Tanto quanto as ameaças de golpe do presidente da República e seus apoiadores, chama a atenção a facilidade com que o bolsonarismo vem sequestrando o debate nacional.
Estamos praticamente a um ano do bicentenário da Independência do Brasil. Em outras condições, seria o momento para a preparação de grandes debates sobre o passado, presente e futuro do país. Mas o que hoje o país experimenta é o desmantelamento progressivo de suas instituições, a destruição acelerada de sua economia e a visível pauperização de seu povo.
E mesmo diante desse estado de coisas, a impressão que se tem é que a única discussão possível é acerca da possibilidade de um golpe de Estado no dia 7 de Setembro deste ano.
Não estou minimizando as constantes ameaças de golpe e seus efeitos nefastos sobre o país. Tampouco desprezo o risco de ações violentas que possam vir a ser praticadas pelos seguidores do presidente. O que quero ressaltar é a eficiência com que o bolsonarismo tem cumprido a missão de bloquear os debates acerca dos problemas nacionais.
A pergunta é: de onde vem esta eficiência, este poder de prestidigitação? Reputo que são dois os fatores que podem, eventualmente, nos encaminhar a uma explicação.

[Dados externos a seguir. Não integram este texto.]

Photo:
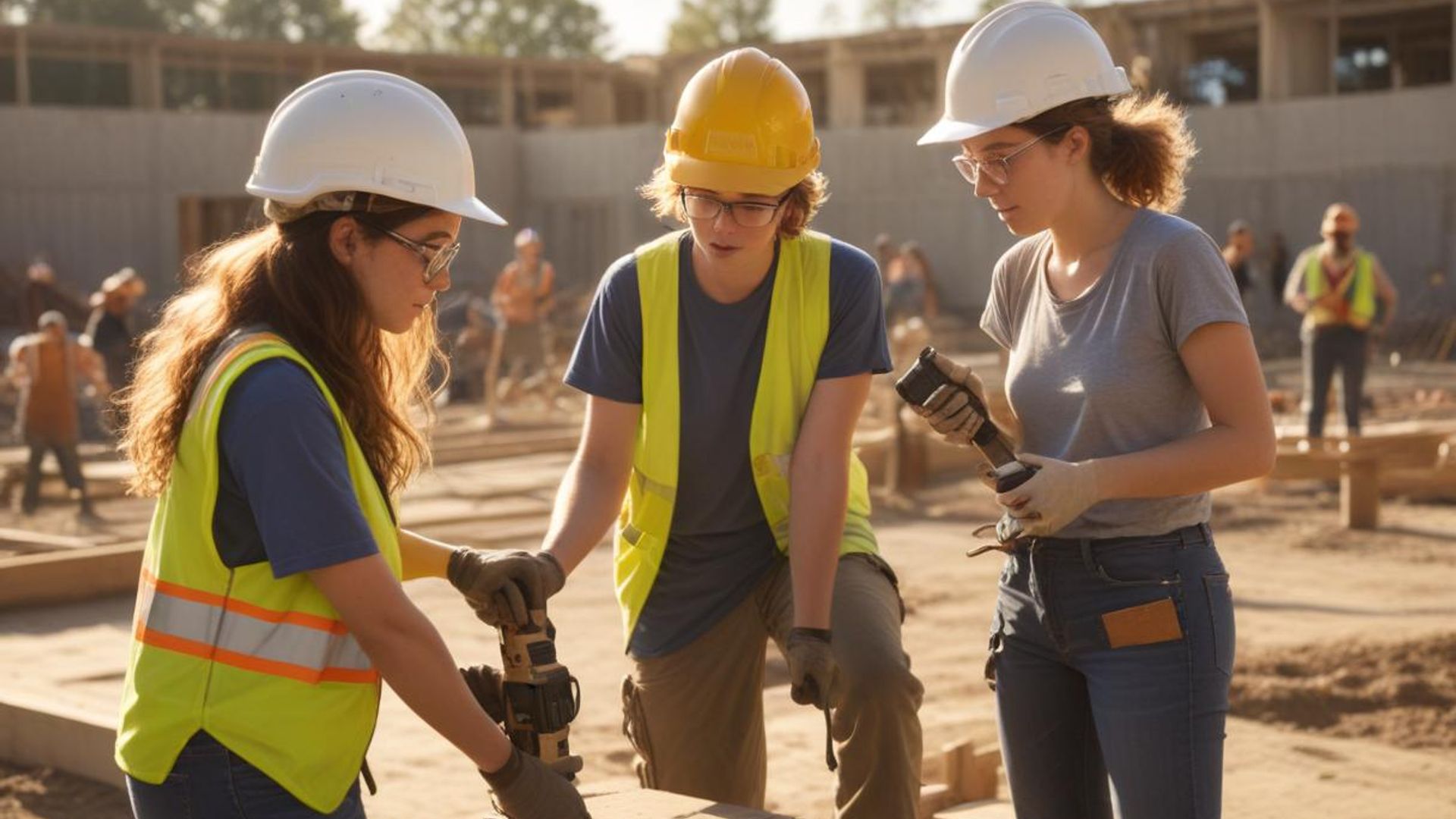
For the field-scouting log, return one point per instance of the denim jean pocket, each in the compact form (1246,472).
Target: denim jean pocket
(1133,566)
(1220,614)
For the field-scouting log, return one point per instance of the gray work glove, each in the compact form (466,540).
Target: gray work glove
(813,670)
(488,687)
(948,410)
(529,789)
(504,586)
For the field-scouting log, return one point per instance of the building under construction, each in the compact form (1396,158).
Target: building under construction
(130,149)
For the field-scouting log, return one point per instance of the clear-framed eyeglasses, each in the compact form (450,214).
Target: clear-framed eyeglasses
(747,215)
(996,168)
(437,260)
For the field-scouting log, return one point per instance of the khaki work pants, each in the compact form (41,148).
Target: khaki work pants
(695,716)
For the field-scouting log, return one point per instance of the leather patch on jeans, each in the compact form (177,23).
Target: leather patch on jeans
(1142,626)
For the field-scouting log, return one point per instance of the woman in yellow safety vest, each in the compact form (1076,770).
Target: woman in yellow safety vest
(1134,390)
(270,416)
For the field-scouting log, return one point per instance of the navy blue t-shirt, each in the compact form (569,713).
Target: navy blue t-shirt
(284,493)
(720,545)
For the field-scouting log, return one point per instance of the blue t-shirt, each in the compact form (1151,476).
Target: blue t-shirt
(720,545)
(284,493)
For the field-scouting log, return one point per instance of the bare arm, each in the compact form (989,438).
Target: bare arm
(422,557)
(819,494)
(411,656)
(596,482)
(1239,445)
(1385,290)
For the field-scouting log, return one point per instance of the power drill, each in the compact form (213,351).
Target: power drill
(916,387)
(541,695)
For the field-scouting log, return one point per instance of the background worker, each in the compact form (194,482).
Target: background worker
(49,365)
(273,414)
(1134,390)
(523,297)
(726,368)
(1238,253)
(1347,302)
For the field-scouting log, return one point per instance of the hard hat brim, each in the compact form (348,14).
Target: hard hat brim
(954,131)
(731,178)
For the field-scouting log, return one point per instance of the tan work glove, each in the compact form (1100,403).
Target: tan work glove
(504,586)
(488,687)
(1057,494)
(813,670)
(529,789)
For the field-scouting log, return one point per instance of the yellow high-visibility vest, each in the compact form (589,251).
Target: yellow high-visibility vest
(799,328)
(1357,290)
(262,665)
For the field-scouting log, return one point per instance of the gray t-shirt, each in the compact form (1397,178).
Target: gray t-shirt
(720,544)
(1100,375)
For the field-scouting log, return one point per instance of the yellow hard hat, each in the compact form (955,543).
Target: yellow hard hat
(743,126)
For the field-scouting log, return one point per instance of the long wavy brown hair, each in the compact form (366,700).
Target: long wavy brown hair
(286,276)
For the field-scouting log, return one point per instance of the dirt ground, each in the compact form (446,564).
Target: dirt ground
(1345,689)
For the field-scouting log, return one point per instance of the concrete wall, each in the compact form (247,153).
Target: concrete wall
(96,190)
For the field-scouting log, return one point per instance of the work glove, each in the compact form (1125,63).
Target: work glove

O primeiro fator é um fetiche em torno de noções idealistas e moralistas de democracia e autoritarismo. Algumas pessoas sem compreensão da complexidade da luta politica e apavoradas com a facilidade com que o presidente e seus asseclas amedrontam o país acham que isso se deve a uma atávica passividade do povo brasileiro.
Na verdade, a maior parte do povo brasileiro se opõe diária e sistematicamente à violência e ao autoritarismo, que não é exclusividade deste governo e nem começou agora.
O problema é que a imposição de bloqueios a uma efetiva participação popular na vida política no mais das vezes tem sido possível por obra e graça de instituições que neste momento são diretamente ameaçadas pelo bolsonarismo, como é o caso do Judiciário e de parte da imprensa.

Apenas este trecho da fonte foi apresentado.